Nada hay «más placentero hoy día que convertirte en heterodoxo desde la antigua ortodoxia para plantarle cara a los imbéciles». Son palabras de Alberto Díaz-Villaseñor, que publicó en uno de los artículos con que nos regala desde hace tiempo en este mismo periódico; clarividentes, demoledoras, valientes y también precisas. No lo conozco personalmente, pero lo leo con asiduidad. No solo escribe bien, sino que lo hace con prosa certera y cargada de sarcasmo, agudeza, oportunidad y sentido crítico, como buen conocedor de nuestra lengua y observador privilegiado; una de esas voces que no abundan y con la que me identifico a menudo: debemos ser más o menos de la misma quinta y compartimos dosis similar de desconcierto ante una realidad que supera a diario la imaginación del escritor más surrealista, incluso esquizofrénico. Porque, ¿qué nos queda más allá de la palabra cuando se tiene la percepción casi tangible de que caminamos irremediablemente hacia el desastre? Hace una década nos pilló de sorpresa dado que nunca antes habíamos conocido una situación similar, pero esta vez cuesta arrancarse la impresión de vivir un déjà vu que nos dejará, sospecho, con la cartera en los huesos, el alma desahuciada y la rabia instalada en las entrañas por no haber sabido parar a tiempo lo que estaba en la mente de todos y veíamos venir. Al final, como siempre, los platos rotos los pagarán de nuevo los mismos: parados, autónomos, trabajadores en precario y esa castigada clase media que hace lo que puede cada mes con su menguada nómina, mientras ve cómo se potencia la economía sumergida, crecen las clientelas y la cultura del subsidio, proliferan los corruptos, y se compran votos a golpe de talón bien provisto de fondos públicos. Pero, ¿a qué preocuparse? En España hay tanto dinero negro que el personal, ya sea de Villa Arriba o de Villa Abajo, puede permitirse seguir viviendo a todo tren sin miedo al mañana. Difícil para algunos en tales circunstancias no sentirse extraterrestres; marginados liminales que habitan fuera de los parámetros convencionales; seres que quedaron anclados en valores ya inexistentes, volátiles como humo; zombis trasnochados a la caza de sangre que buscan estérilmente diluida en palabras tan extrañas como disciplina, mérito, esfuerzo, capacidad, ética, lealtad, coherencia, honradez, integridad, respeto, valentía, educación o compromiso, sin percibir que pertenecen a la época en la que aún estaban vivos.
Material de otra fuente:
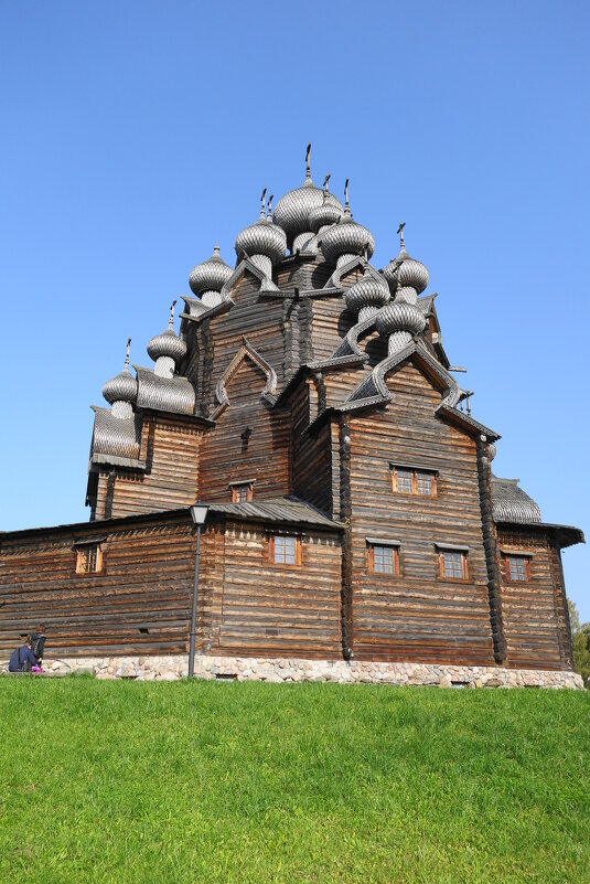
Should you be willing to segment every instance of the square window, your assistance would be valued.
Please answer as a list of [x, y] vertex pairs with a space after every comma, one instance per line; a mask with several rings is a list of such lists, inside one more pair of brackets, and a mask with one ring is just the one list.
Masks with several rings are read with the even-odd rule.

Sabido es que habitamos en un país lleno de contrastes; que nuestra riqueza étnica y cultural viene de muy antiguo y en vez de ponerla al servicio de la diversidad, siempre enriquecedora, la transformamos en fuente de odio y rencillas; que la igualdad de oportunidades la confundimos hace ya mucho tiempo con que todos somos iguales y vivimos desde entonces extorsionados por lo políticamente correcto; que la estupidez general no hace sino crecer, alimentada por la televisión basura, la envidia y cierto nivel de histeria colectiva; que nuestra necesidad de control es tal que hasta los órganos encargados de ello necesitan a su vez ser fiscalizados; que nos dejamos hace ya mucho por el camino la educación y el civismo; que está todo tan podrido que basta por ejemplo saber qué famosos han firmado un premio literario para adivinar quién acabará ganándolo; que a este paso nos tendremos que marchar de España para que vivan en ella los turistas; que vendemos sin pudor a nuestra mismísima madre por un plato más de gigas en el móvil; que nuestro nivel de excentricidad u horterismo puede llegar a cotas estratosféricas; que ya no somos modelos para nadie y una parte importante de nuestra juventud languidece sin empleo al borde de la pobreza, o es explotada en trabajos muy por debajo de su cualificación y el que debería ser su nivel de ingresos, se ve obligada a huir al extranjero, aspira sólo a vivir eternamente de botellón y entre algodones, o sueña con triunfar por la vía del cuento, el escándalo televisivo, la cama o los realitis; que estamos enfermos de dinero, sin percibir que los ricos también lloran, los millonarios también mueren y la esencia de la vida es otra; que anteponemos insensatamente el beneficio personal aquí y ahora a la familia, los amigos y el trabajo; o que medio país se inundará algún día como consecuencia de la especulación urbanística, sin que hagamos nada para remediarlo a pesar de saberlo y de las tragedias que ello acarrea. Son simples fogonazos de una sociedad en crisis que ni siquiera lo sabe, mucho menos lo acepta y, lo que es peor, prefiere continuar aferrada con uñas y dientes a un sistema que le ofrece pan para hoy y hambre para mañana; en la confianza de que los esquilmados, como siempre, serán los demás. Todo un drama, a mi juicio, que por duro que sea decirlo deja muy poco lugar a la esperanza.